A Prefeitura de Bauru até agora também não conseguiu contratar procuradores jurídicos através de novo concurso, aberto no ano passado. Tramita na Vara da Fazenda Pública local uma ação popular assinada por Lucas Léo Castilho que questiona alguns pontos do procedimento, sobretudo a terceirização realizada pela administração. Uma liminar impede a prefeitura de abrir os envelopes com as provas, em razão da obrigação imposta pelo concurso de que os participantes assinassem os documentos, o que permitiria a identificação dos candidatos durante a correção.

A ação popular é contra o município, o prefeito Rodrigo Agostinho, o secretário dos Negócios Jurídicos, Maurício Porto, e a empresa Cestari Assessoria, Consultoria e Construções Ltda, além de Isabel Cristina Cestari e Edson Augusto Zanirato, sócios responsáveis pela empresa.
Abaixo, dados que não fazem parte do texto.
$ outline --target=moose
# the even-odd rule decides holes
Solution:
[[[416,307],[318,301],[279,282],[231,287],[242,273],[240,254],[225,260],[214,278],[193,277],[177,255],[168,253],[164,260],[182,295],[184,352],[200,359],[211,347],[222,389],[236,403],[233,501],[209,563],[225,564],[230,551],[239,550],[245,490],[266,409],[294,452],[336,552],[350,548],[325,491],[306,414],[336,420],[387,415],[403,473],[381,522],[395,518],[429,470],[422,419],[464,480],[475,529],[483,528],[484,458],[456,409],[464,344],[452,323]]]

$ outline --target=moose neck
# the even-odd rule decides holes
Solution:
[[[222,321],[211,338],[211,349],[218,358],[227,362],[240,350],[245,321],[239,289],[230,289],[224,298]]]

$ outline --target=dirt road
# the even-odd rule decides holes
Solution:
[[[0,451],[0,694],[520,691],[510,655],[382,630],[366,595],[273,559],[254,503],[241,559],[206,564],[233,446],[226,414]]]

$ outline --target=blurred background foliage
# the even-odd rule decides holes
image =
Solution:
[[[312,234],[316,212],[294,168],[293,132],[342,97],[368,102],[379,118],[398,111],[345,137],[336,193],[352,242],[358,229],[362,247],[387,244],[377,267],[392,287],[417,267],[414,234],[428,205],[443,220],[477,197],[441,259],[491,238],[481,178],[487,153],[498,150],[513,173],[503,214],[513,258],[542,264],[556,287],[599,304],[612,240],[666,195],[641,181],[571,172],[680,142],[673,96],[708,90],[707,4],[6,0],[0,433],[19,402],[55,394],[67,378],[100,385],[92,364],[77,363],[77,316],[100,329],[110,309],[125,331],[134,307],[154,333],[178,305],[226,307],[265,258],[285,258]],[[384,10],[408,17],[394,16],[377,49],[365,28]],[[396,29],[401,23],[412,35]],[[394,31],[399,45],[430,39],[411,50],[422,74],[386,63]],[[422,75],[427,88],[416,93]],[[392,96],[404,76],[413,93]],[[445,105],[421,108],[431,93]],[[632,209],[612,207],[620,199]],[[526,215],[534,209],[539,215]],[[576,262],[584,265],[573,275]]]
A ação, em síntese, visa anular o contrato administrativo firmado entre o município e a Cestari, em razão da alegação de que, por força de lei local é vedado terceirizar o serviço de banca examinadora do concurso público. A medida também elenca falhas no procedimento e na execução dos serviços.

Além disso, o autor popular salienta que a banca de examinadores apresentada pela contratada, composta de seis membros, contou com dois integrantes sem formação na área de Direito. Outra falha alegada é a falta de nomeação da comissão, conforme é a regra, e de publicidade limitada à divulgação do concurso apenas pelo Diário Oficial de Bauru (DOB).

Em relação ao processo em si, a medida jurídica levanta a anulação de nove questões, no total, e ainda questiona a opção por prova prática com tema alheio ao cotidiano do trabalho do procurador municipal. A prova exigiu apontamento sobre a problemática da união homoafetiva.

Em relação à contratação por pregão presencial, a ação também indaga sobre a opção pelo menor preço, sem levar em conta a técnica. A qualificação técnica profissional deveria ser a essência da contratação, na visão do bauruense. O autor da ação afirma que a contratada é do ramo de construção civil.

O município contesta as alegações, defende a realização do concurso nos moldes realizados e considera, nos bastidores, que a ação foi movida por interesse em barrar o procedimento. O impasse permanece.